Некролог
Вчера в Малаге на 83-м году жизни умер "человек-оркестр" испанского жанрового кино Хесус Франко. Год назад его фильмографию, блистающую названиями вроде "Она убивала в экстазе" (1971) и "Вампиры-лесбиянки" (1973), увенчал 199-й фильм "Аль Перейра против женщин-аллигаторов". Однако за маской трэшмейкера прятался самый свободолюбивый режиссер эпохи франкизма, удостоенный дружбы Луиса Бунюэля и Орсона Уэллса.
На поверхностный взгляд, Франко прост, как один сентимо — проще не бывает. Композитор-вундеркинд обратился к режиссуре в конце 1950-х, когда школы фильмов ужасов вдруг образовались в странах, и слова-то такого раньше не слышавших. Англичане вдохнули жизнь в списанных Голливудом монстров 1930-х, итальянцы специализировались на маньяках, орудующих колюще-режущими предметами, немцы тянули сагу о докторе Мабузе.
Испанец же не отказывал себе ни в чем. Отдал дань безумным ученым, свежующим, как "доктор Орлофф" ("Крики в ночи", 1962), танцовщиц, чтобы пересадить их кожу изувеченной сестре. Свел в рукопашной Дракулу с чудовищем доктора Франкенштейна, а самому доктору сочинил лютую смерть от руки Калиостро. Экранизировал не только "Жюстину" (1970) маркиза де Сада и "Венеру в мехах" (1969) Захер-Мазоха, но даже изначально невинные "Любовные письма португальской монахини" (1977).

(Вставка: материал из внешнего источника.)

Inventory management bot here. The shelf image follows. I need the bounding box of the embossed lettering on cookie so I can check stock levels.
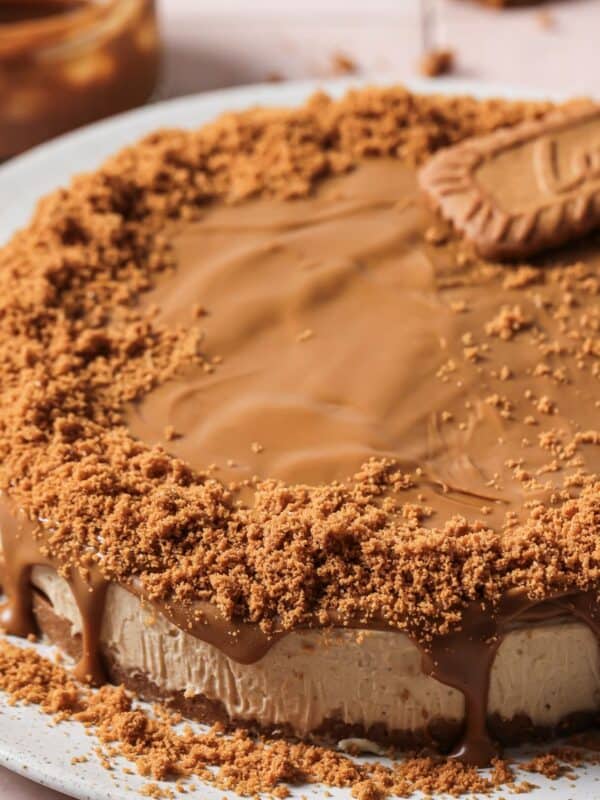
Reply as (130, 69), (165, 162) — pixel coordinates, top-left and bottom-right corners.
(419, 102), (600, 259)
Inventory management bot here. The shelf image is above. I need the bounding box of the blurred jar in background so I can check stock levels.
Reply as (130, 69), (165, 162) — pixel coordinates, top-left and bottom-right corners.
(0, 0), (160, 160)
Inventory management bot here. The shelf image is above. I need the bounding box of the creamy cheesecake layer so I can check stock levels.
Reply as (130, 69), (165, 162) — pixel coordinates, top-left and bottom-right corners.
(33, 567), (600, 736)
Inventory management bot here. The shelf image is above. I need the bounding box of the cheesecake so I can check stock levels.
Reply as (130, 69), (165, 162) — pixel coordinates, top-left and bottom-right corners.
(0, 88), (600, 765)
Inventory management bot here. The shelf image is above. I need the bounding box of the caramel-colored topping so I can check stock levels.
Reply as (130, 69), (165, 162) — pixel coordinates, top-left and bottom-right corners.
(421, 103), (600, 259)
(0, 83), (600, 763)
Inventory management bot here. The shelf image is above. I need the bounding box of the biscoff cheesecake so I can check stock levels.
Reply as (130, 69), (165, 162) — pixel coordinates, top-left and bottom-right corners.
(0, 88), (600, 764)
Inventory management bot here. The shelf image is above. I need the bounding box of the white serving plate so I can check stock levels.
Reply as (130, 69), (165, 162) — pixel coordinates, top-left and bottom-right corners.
(0, 76), (600, 800)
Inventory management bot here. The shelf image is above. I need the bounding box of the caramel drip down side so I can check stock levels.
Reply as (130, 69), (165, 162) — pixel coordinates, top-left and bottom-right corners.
(0, 153), (600, 764)
(423, 590), (600, 767)
(0, 497), (600, 767)
(0, 494), (108, 685)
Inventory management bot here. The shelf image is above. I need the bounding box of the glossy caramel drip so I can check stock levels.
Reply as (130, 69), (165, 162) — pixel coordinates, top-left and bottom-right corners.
(0, 159), (600, 765)
(0, 495), (108, 685)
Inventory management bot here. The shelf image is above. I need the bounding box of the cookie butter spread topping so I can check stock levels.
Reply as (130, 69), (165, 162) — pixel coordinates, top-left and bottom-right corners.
(0, 84), (600, 761)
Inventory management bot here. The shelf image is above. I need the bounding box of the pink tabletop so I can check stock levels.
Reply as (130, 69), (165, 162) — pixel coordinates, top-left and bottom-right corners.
(0, 0), (600, 800)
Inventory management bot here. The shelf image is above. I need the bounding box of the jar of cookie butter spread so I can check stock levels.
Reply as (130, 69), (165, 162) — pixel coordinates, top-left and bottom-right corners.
(0, 0), (159, 160)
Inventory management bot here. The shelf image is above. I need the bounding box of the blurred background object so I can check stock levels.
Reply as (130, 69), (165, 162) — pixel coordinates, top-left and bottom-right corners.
(0, 0), (600, 160)
(0, 0), (159, 160)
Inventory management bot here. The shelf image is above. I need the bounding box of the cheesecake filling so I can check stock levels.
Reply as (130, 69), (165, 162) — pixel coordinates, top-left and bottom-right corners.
(32, 567), (600, 738)
(0, 123), (600, 764)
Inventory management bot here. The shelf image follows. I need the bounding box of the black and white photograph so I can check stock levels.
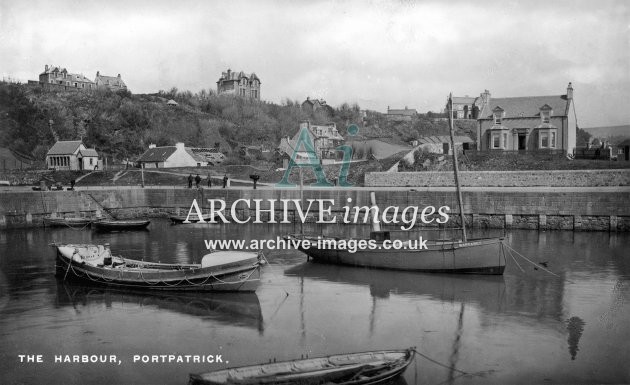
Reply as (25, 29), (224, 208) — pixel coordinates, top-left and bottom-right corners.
(0, 0), (630, 385)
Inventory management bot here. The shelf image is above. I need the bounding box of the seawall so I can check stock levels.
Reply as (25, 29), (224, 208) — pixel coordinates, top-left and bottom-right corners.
(0, 187), (630, 231)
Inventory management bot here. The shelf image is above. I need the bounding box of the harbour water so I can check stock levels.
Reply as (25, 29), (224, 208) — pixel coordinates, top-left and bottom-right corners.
(0, 220), (630, 384)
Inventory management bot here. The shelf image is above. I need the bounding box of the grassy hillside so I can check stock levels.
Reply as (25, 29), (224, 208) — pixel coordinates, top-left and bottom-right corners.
(0, 82), (474, 164)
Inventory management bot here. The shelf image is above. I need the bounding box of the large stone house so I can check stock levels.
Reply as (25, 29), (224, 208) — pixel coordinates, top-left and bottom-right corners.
(278, 122), (344, 167)
(94, 71), (127, 91)
(39, 65), (96, 91)
(217, 69), (260, 100)
(386, 106), (418, 122)
(138, 143), (225, 168)
(477, 83), (577, 154)
(46, 140), (99, 170)
(302, 96), (334, 115)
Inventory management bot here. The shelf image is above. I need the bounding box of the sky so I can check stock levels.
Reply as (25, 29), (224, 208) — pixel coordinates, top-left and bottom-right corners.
(0, 0), (630, 127)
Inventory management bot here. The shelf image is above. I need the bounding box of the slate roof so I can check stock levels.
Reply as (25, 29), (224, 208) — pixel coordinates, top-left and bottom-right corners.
(96, 74), (127, 87)
(138, 146), (177, 162)
(387, 108), (417, 116)
(480, 95), (569, 119)
(217, 70), (260, 83)
(46, 140), (81, 155)
(418, 135), (475, 144)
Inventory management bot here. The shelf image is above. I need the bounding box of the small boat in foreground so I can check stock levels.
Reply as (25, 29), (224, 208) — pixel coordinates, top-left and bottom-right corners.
(188, 348), (415, 385)
(53, 244), (265, 291)
(169, 214), (213, 224)
(43, 217), (93, 228)
(92, 219), (151, 231)
(287, 230), (506, 275)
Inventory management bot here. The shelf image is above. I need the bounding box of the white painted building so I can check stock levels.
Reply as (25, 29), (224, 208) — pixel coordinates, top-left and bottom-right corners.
(46, 140), (99, 170)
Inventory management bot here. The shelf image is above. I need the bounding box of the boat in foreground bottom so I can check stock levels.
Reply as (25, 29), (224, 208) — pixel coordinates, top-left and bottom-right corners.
(92, 219), (151, 231)
(189, 348), (415, 385)
(43, 217), (93, 228)
(53, 244), (265, 291)
(288, 230), (505, 275)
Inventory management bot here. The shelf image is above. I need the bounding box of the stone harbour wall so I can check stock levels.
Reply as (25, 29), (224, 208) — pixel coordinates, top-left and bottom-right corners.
(365, 169), (630, 187)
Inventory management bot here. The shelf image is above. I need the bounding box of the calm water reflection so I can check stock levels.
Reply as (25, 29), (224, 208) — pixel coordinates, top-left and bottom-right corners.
(0, 221), (630, 384)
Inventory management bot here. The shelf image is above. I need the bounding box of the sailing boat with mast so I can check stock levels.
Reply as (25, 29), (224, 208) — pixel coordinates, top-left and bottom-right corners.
(288, 96), (506, 275)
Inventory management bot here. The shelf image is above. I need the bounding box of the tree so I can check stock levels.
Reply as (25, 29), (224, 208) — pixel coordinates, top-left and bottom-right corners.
(575, 128), (592, 147)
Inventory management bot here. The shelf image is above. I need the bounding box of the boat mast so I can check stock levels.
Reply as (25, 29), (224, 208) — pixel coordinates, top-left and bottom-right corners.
(448, 92), (466, 242)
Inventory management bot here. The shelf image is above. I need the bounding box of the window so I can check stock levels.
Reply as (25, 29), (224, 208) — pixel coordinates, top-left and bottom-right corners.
(540, 132), (549, 148)
(538, 129), (557, 149)
(542, 111), (550, 123)
(492, 133), (501, 148)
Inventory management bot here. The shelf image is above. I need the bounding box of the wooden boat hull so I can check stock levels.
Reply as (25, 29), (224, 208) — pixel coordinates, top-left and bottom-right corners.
(55, 277), (264, 332)
(92, 220), (151, 231)
(43, 218), (92, 227)
(56, 245), (263, 291)
(189, 348), (415, 385)
(169, 214), (217, 224)
(292, 232), (506, 275)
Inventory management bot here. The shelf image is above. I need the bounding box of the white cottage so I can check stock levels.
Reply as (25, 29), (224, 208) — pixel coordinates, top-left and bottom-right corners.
(138, 143), (225, 168)
(46, 140), (98, 170)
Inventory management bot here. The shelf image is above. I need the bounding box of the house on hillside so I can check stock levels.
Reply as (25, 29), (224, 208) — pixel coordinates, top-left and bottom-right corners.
(34, 64), (127, 91)
(217, 69), (260, 100)
(46, 140), (102, 170)
(477, 83), (577, 154)
(39, 65), (96, 91)
(0, 147), (35, 171)
(276, 122), (344, 167)
(386, 106), (418, 122)
(94, 71), (127, 91)
(137, 143), (225, 168)
(444, 90), (490, 119)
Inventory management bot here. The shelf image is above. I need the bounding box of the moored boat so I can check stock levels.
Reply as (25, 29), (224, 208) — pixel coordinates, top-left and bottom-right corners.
(43, 217), (93, 227)
(189, 348), (415, 385)
(54, 244), (264, 291)
(92, 219), (151, 231)
(288, 230), (505, 274)
(287, 96), (506, 275)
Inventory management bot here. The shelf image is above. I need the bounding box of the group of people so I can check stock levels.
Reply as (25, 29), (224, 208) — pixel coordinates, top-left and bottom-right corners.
(188, 174), (230, 188)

Был одним из пионеров ("99 женщин", 1969) фильмов о садомазохистских оргиях в женских тюрьмах и каннибалах. Снял, наконец, первый испанский полновесный порнофильм "Лилиана — извращенная девственница" (1984).

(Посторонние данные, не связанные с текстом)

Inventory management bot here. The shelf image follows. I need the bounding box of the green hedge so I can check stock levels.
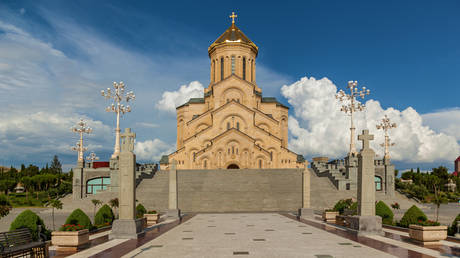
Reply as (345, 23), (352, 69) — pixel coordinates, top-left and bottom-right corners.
(375, 201), (394, 225)
(10, 210), (51, 240)
(94, 204), (115, 226)
(136, 203), (147, 218)
(398, 205), (428, 228)
(448, 213), (460, 236)
(65, 209), (93, 230)
(333, 199), (353, 214)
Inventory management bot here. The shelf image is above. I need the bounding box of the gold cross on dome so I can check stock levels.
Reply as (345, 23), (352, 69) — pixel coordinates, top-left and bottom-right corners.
(230, 12), (238, 23)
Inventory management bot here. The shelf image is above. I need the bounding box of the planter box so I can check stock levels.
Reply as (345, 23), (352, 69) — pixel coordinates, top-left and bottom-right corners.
(409, 225), (447, 245)
(144, 213), (160, 226)
(323, 211), (339, 223)
(51, 229), (89, 251)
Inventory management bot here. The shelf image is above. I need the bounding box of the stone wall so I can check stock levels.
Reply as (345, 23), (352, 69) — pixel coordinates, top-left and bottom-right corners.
(137, 169), (302, 212)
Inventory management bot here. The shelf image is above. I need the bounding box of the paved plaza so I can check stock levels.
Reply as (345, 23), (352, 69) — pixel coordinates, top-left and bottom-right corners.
(124, 213), (392, 257)
(51, 213), (460, 258)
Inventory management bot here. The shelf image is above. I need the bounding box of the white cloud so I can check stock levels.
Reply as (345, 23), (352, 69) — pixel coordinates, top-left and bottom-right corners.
(422, 108), (460, 141)
(134, 139), (176, 161)
(156, 81), (204, 114)
(0, 111), (113, 160)
(136, 122), (159, 128)
(281, 77), (460, 162)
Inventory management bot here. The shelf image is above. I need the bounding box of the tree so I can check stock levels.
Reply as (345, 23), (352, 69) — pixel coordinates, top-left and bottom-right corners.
(49, 155), (62, 174)
(0, 195), (11, 218)
(46, 199), (62, 230)
(109, 198), (119, 217)
(429, 175), (448, 222)
(91, 199), (102, 221)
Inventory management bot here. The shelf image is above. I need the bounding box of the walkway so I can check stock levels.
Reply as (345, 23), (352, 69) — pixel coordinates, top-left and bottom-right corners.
(52, 213), (460, 258)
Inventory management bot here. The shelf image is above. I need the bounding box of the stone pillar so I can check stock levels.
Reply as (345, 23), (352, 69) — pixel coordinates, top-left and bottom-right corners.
(299, 164), (315, 218)
(166, 159), (180, 218)
(383, 158), (395, 197)
(110, 128), (145, 239)
(345, 156), (358, 190)
(347, 130), (383, 235)
(72, 160), (86, 200)
(110, 157), (120, 193)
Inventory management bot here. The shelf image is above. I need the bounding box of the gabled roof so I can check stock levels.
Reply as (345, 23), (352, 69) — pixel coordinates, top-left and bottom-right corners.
(176, 98), (204, 109)
(261, 97), (289, 109)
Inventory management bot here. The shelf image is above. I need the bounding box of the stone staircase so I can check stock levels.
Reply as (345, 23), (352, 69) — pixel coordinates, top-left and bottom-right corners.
(311, 162), (351, 189)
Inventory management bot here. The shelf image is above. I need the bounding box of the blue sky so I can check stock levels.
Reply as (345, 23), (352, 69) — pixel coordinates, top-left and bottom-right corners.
(0, 1), (460, 172)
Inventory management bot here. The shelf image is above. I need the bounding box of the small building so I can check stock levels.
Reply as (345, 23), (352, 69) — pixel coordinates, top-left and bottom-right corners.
(14, 183), (26, 193)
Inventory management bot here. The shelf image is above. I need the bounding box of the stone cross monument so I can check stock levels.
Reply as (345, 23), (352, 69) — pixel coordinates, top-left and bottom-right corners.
(166, 159), (180, 218)
(110, 128), (144, 239)
(347, 130), (383, 235)
(358, 130), (375, 216)
(299, 164), (315, 218)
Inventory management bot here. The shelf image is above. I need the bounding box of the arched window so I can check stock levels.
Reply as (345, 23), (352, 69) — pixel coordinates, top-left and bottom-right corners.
(86, 177), (110, 194)
(374, 176), (382, 191)
(251, 60), (254, 82)
(220, 57), (224, 80)
(212, 60), (216, 82)
(243, 57), (246, 80)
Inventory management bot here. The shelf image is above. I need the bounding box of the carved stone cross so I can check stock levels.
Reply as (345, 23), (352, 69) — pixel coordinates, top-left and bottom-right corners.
(120, 128), (136, 152)
(358, 129), (374, 150)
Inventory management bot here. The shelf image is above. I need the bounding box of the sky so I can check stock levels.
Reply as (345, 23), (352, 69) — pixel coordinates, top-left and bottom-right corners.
(0, 0), (460, 170)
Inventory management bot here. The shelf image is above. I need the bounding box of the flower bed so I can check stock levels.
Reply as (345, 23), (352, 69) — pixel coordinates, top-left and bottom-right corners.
(323, 210), (339, 223)
(144, 211), (160, 226)
(51, 224), (89, 251)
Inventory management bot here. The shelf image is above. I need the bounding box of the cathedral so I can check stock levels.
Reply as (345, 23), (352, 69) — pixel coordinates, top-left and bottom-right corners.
(160, 14), (305, 169)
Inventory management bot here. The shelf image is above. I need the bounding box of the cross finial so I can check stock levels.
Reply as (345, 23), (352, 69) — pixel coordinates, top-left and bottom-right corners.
(358, 129), (374, 150)
(230, 12), (238, 24)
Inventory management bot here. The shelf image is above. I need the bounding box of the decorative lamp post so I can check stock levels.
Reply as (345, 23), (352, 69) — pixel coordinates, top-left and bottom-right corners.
(71, 119), (93, 162)
(101, 82), (136, 158)
(335, 81), (371, 156)
(376, 115), (396, 161)
(86, 152), (99, 163)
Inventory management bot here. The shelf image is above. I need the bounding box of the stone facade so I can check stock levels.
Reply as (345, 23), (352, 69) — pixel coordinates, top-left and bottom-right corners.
(164, 23), (304, 169)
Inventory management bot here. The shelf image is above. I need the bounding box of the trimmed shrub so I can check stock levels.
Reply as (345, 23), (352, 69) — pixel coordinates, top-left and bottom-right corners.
(333, 199), (353, 214)
(375, 201), (394, 225)
(398, 205), (428, 228)
(447, 213), (460, 236)
(10, 210), (50, 240)
(0, 194), (11, 218)
(94, 204), (115, 225)
(65, 209), (93, 230)
(136, 203), (147, 218)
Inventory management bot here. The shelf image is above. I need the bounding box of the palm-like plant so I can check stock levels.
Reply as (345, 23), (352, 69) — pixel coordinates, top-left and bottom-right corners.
(109, 198), (119, 217)
(46, 199), (62, 230)
(91, 199), (102, 221)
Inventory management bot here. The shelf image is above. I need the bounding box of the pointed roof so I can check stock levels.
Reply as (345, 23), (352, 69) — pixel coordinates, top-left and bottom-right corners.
(208, 23), (259, 56)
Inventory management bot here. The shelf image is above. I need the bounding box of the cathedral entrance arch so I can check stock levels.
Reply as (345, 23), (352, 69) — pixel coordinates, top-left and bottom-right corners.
(227, 163), (240, 169)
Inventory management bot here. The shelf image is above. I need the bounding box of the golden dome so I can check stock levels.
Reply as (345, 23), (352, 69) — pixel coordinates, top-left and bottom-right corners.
(208, 21), (259, 56)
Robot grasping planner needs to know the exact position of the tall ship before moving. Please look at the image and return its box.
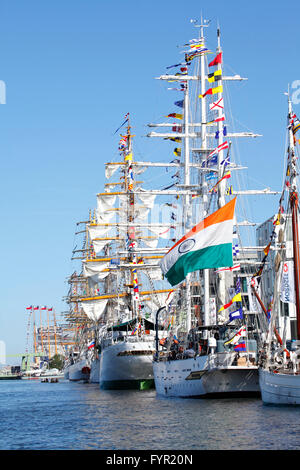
[149,21,277,397]
[257,93,300,405]
[21,305,66,379]
[66,113,176,389]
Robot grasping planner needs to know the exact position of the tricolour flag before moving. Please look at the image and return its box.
[160,198,236,286]
[215,264,241,273]
[88,341,95,349]
[208,52,222,67]
[233,341,246,351]
[199,85,223,98]
[229,308,243,321]
[219,294,242,312]
[207,69,222,83]
[224,326,246,346]
[207,140,228,158]
[209,98,224,111]
[166,113,183,119]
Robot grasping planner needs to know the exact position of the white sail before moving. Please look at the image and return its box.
[80,299,108,321]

В общем, был "Эдом Вудом" со счастливой судьбой. Влюбленным в кино и сиськи графоманом, чья камера потакала его музам-эксгибиционисткам Соледад Миранде, погибшей в 27 лет в ДТП, и Лине Ромэй, в чье тело якобы душа Соледад переселилась. Любуясь голыми, вымазанными в крови, истошно вопящими девками, он порой забывал о сюжете настолько, что фильмы превращались в абстрактные балеты. Невозмутимо лепил по три фильма зараз: без сценария и раскадровки. Одна актриса утром осведомилась у мэтра, что ей предстоит сегодня. "Умирать".— "Но я умерла вчера!" — "Не волнуйся, вставим в другой фильм".

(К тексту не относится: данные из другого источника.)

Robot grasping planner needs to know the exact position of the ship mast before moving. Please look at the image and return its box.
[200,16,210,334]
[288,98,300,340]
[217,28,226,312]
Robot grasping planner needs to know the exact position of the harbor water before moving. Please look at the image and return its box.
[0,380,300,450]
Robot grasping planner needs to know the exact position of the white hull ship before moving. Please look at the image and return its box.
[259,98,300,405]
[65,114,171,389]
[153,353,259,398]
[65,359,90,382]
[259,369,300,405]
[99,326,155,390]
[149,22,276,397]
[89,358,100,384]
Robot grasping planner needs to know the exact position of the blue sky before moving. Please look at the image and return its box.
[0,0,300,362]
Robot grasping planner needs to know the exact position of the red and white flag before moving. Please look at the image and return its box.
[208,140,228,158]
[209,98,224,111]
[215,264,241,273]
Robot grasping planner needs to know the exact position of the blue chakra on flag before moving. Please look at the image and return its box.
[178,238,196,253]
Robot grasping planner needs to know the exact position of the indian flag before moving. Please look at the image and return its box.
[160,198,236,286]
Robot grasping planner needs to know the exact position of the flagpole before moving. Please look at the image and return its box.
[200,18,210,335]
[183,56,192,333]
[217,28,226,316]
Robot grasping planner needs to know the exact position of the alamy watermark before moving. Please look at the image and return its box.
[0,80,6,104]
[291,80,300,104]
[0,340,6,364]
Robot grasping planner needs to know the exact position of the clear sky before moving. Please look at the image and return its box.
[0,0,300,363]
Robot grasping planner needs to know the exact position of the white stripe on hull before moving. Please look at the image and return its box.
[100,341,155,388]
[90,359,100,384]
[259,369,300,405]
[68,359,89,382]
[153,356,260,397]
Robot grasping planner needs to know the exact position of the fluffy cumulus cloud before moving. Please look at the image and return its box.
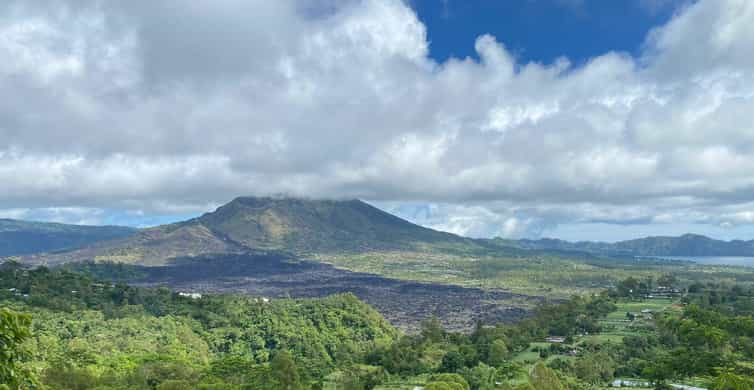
[0,0,754,236]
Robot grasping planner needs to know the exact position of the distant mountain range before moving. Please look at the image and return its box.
[0,219,136,257]
[19,197,481,265]
[5,197,754,265]
[494,234,754,256]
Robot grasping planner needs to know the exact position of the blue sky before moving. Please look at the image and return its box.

Лишь одно обстоятельство не дает ему остаться в истории курьезным фриком, чьи картонные ужасы и невинная порнография вызывают ностальгическую нежность пополам со скукой: он был испанцем.
Франко использовал множество псевдонимов, но само его имя звучало, как дерзкая партизанская кличка. Франко — как зловещий диктатор, без малого сорок лет "кастрировавший" испанскую чувственность. Хесус — как Иисус, который, как верил Франко, благословил его на крестовый поход против "большевизма". Когда человек с таким именем снимает при клерикально-фашистском режиме фильмы об одержимых монахинях, это уже революционный хеппенинг. О политическом мятеже и тяжелейшей травме, нанесенной национальному подсознанию гражданской войной, на экране не могло быть и речи: что ж, Франко поднял знамя не менее крамольного, сексуального, мятежа, а оргию насилия перенес в готический антураж. Если где-либо тюремные фантасмагории и ассоциировались с реальностью, то именно в Испании.
Получается: Франко — никакой не "Эд Вуд", а своего рода "Бунюэль", во вражеском окружении воплощавший сюрреалистические фантазии: сюрреалисты первыми сплавили в 1920-х сексуальное инакомыслие с политическим, восславив де Сада. Недаром с Франко сотрудничал Жан-Клод Карьер, сценарист Бунюэля: он познакомит Франко с великим сюрреалистом, когда в 1970 году церковь объявит именно этих двух режиссеров главными своими врагами и Франко переберется во Францию. Недаром Франко, за которым уже тянулся шлейф одиозных фильмов, взял в свои ассистенты на "Фальстафе" (1966) Уэллс: Франко удостоится чести смонтировать его незаконченного "Дон Кихота".
Уэллс, как все знают по фильму Тима Бертона, нашел добрые слова и для Эда Вуда, боготворившего автора "Гражданина Кейна", но своим душеприказчиком сделал все же не его, а Франко.